At new entry, function reads zds->streamStage,
which value is zdss_init,
so zds->hostageByte will be forced back to 0.
Some questions :
1) do you have a reproducible test case that triggers ZSTD_error_corruption_detected ?
2) if yes, could you proceed with your suggested change, and tell if it solves the problem ?
The major point, I believe, is the creation of a reproducible test case.
Since you mention that the network is congested, you should also make sure that the network layer is performing correctly, providing to decoder all packets emitted and in the correct order.
@Cyan4973 I think you're right. I didn't realize at first that zdss_read went back to zdss_init. I tried to find a potential path where it could somehow pass through that area twice and mess up the hostage situation, but it seems like all permutations are covered.
I added in DEBUGLEVEL 5 and changed the DEBUGLOG to write to a file. The stderr output was difficult for me to capture because I'm calling these routines from powershell, and it seemed easier than trying to figure out the correct way to capture the stderr... Yes, that file is growing fast, but I need to capture it to find out what is going on.
I should hopefully have some relevant DEBUGLOG entries soon...
It might be worth mentioning that I found the version I was using prior was 1.3.5, and I see that you have recently released 1.3.8. There is always the possibility that this issue was corrected in a previous release.
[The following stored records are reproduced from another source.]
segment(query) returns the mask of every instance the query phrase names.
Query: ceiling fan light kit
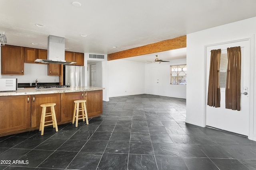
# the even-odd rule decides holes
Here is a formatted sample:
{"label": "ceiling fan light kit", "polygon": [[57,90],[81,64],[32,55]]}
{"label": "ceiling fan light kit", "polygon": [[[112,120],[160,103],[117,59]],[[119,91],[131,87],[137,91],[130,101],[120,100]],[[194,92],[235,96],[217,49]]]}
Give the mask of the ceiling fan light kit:
{"label": "ceiling fan light kit", "polygon": [[155,59],[155,61],[147,61],[148,62],[150,62],[150,63],[147,63],[147,64],[148,63],[158,63],[160,64],[161,63],[161,62],[170,62],[169,61],[164,61],[162,60],[159,60],[158,57],[158,55],[156,55],[156,59]]}

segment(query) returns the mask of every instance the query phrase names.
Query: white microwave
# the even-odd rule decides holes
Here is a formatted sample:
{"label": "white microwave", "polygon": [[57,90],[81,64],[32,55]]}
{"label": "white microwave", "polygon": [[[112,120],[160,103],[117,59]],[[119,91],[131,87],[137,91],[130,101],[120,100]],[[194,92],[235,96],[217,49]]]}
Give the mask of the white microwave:
{"label": "white microwave", "polygon": [[0,91],[15,91],[17,89],[17,78],[0,78]]}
Have you ruled out corruption by the Ethernet cards?
We checksum each block to prove this.
@stati64 yes, they are intel server NICs, but I turned off all TCP offloading just in case. I was more suspect of my own code and ran tests at each layer, which did end up turning up something.
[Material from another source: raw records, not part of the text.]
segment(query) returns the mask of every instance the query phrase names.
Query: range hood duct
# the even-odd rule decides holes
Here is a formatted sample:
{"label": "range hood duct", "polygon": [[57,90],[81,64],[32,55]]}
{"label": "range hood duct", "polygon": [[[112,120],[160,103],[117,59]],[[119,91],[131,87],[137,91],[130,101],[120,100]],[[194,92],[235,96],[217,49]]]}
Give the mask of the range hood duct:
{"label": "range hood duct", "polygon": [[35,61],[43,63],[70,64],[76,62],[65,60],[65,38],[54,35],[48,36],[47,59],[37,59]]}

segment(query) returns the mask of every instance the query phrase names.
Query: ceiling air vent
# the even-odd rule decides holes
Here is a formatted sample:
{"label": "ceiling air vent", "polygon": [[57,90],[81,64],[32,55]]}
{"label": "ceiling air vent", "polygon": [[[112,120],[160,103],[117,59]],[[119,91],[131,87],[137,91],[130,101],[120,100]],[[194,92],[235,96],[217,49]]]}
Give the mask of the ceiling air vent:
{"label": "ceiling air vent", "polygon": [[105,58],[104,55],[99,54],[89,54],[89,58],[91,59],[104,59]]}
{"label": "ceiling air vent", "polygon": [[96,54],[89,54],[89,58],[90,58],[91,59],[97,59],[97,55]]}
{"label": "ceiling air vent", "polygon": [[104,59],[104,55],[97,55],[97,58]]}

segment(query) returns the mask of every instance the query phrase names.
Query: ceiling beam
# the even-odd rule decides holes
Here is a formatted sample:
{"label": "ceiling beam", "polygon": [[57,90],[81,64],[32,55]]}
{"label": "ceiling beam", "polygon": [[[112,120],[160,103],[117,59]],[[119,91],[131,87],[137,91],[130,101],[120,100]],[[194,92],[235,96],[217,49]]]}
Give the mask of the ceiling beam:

TLDR; I believe the issue is in my code. It has now streamed over 4 TB of continuing data without an error!
(end TLDR, now for details on what I believe was the issue)
Diagram of the stream path:
MSSQL -> VDI -> (Stream Write)
ZStd.NET Comp -> TCPStream -> LAN -> TCPStream -> EchoStream -> ZStd.NET Decomp
(Stream Read) -> VDI -> MSSQL
You may be wondering, what is that EchoStream component?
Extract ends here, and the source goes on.